I was a teenager when I first ran away to New York. There was this book that was really popular at the time in anarchist punk circles called Days of War, Nights of Love: Crimethink for Beginners. This book literally said, “Run away from home, start your own life, fuck everything.” It was very positive about how “you can do it, you can be an adult.” That combined with “get free, get free, get free” from Lauryn Hill Unplugged—I packed a suitcase. I stole a hundred bucks out of my mom’s wallet, literally only a hundred. My mom makes fun of me to this day. She’s like, “I wish you had stolen more.” I took a Greyhound bus from North California to New York. I was so naive, I hid my suitcase in Tompkins Square Park and obviously it was stolen within an hour.
I was heavily influenced by Paper, the Face, i-D, and Index Magazine. That’s how I knew about Electroclash, Williamsburg, and Ryan’s stuff. The masthead of Index had all these people’s emails. Before coming to New York, I’d emailed Kathleen Hanna, Vincent Gallo, and Vaginal Davis. Vincent Gallo emailed me back. He was like, “Don’t come to New York. You’re an idiot.” So I wrote to him again and I’ll never forget this. He could tell I was planning on running away and said, “If you get sick, email me again.”
I was sixteen at the Cock. I made fifty dollars dancing naked on the bar. I met Alexander McQueen. I had no filter and was just like, “You’re Alexander McQueen.” As soon as I said it, two gay guys swooped in to shield him from me. I was sixteen at the Cock.
My mom hired a private investigator but they couldn’t find me—I was always calling from different pay phones. Then I got an internship with Elle Girl, the teen Elle. I wrote a letter to the editor asking to be an intern, and she accepted. My mom fully supported me doing that. She gave me money and paid for me to stay in a hostel called Jazz on the Park while I interned. Then I came home and was grounded for four or five months.

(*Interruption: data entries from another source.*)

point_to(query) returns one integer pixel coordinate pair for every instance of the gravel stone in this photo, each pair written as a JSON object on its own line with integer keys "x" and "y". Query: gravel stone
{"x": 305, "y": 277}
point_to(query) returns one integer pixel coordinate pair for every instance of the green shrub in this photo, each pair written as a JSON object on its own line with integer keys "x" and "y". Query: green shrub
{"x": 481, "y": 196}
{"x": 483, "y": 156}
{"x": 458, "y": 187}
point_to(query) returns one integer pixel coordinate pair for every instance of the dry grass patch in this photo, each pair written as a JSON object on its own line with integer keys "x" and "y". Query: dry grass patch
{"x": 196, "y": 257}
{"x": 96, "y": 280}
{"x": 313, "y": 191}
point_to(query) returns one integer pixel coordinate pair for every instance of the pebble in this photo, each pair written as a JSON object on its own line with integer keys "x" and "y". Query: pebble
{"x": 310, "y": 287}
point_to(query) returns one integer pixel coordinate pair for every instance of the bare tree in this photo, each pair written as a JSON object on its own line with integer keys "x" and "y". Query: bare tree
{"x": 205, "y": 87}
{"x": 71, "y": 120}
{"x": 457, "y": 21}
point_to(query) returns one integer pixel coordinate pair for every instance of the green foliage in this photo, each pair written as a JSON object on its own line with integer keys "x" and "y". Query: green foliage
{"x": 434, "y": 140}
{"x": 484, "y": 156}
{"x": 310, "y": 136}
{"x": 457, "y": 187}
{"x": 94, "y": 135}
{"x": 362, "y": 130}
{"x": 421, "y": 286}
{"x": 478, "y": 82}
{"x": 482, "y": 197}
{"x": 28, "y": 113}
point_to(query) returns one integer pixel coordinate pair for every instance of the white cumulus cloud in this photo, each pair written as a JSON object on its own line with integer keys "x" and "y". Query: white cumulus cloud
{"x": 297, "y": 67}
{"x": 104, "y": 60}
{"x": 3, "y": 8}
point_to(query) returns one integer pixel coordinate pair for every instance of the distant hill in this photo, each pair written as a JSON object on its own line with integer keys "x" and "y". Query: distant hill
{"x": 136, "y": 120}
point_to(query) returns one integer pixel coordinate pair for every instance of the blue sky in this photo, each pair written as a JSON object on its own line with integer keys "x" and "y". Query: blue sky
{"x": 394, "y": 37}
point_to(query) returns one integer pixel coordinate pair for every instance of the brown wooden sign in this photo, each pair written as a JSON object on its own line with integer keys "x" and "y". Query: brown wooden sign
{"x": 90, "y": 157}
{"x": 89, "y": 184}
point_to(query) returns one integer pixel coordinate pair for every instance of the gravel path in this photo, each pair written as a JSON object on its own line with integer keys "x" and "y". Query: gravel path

Years later, back in New York, I started doing music, not because I was so into music, but because I wanted my peers to think what I was doing was cool. After college, I had wanted to do studio art, but I couldn’t afford the supplies. Then a bunch of people encouraged my poetry. I published a book of poetry and all of a sudden I had an article in Interview Magazine. I realized older people were listening to my poetry but my peers didn’t think it was so cool. So I started a band called No Fear. We were really, really arty. It was my training ground, laying the foundation to eventually become Mykki Blanco.
When people ask where “Mykki Blanco” came from, I can honestly say, “One day, I just had an idea.” It was in the midst of a pop culture moment. Nicki Minaj’s feud with Lil’ Kim was just starting. I was thinking about Cindy Sherman and was super inspired by the photographer Nikki S. Lee when I had this idea about a teenage girl who wanted to be a famous rapper. I got makeup and a wig and started making these videos and putting them directly on Facebook. One day, I got all dressed up and went outside. It was that simple. I’ll never forget this guy running across the street to ask me for my number. At McDonald’s, a guy held the door open for me. Going through life as a gay boy and then all of a sudden to have people treat you like a hot girl, it was like opening Pandora’s box.
Everything happened so quickly. Venus X from GHE20G0TH1K was like, “If Mykki wants to be a rapper, you should rap.” The very first Mykki Blanco rap is still on YouTube: “Black Sailor Moon, Doom Generation, Dark Joan of Arc, Now give me my veneration . . .” The second Mykki Blanco song was produced by fucking Arca. Francesco Carrozzini directed and produced the video for my song “Wavvy” for free. I blew up on Tumblr.
I don’t even own a copy of my poetry book anymore. I have a PDF of it, but God. I’m doing my master’s degree now. Professor Blanco.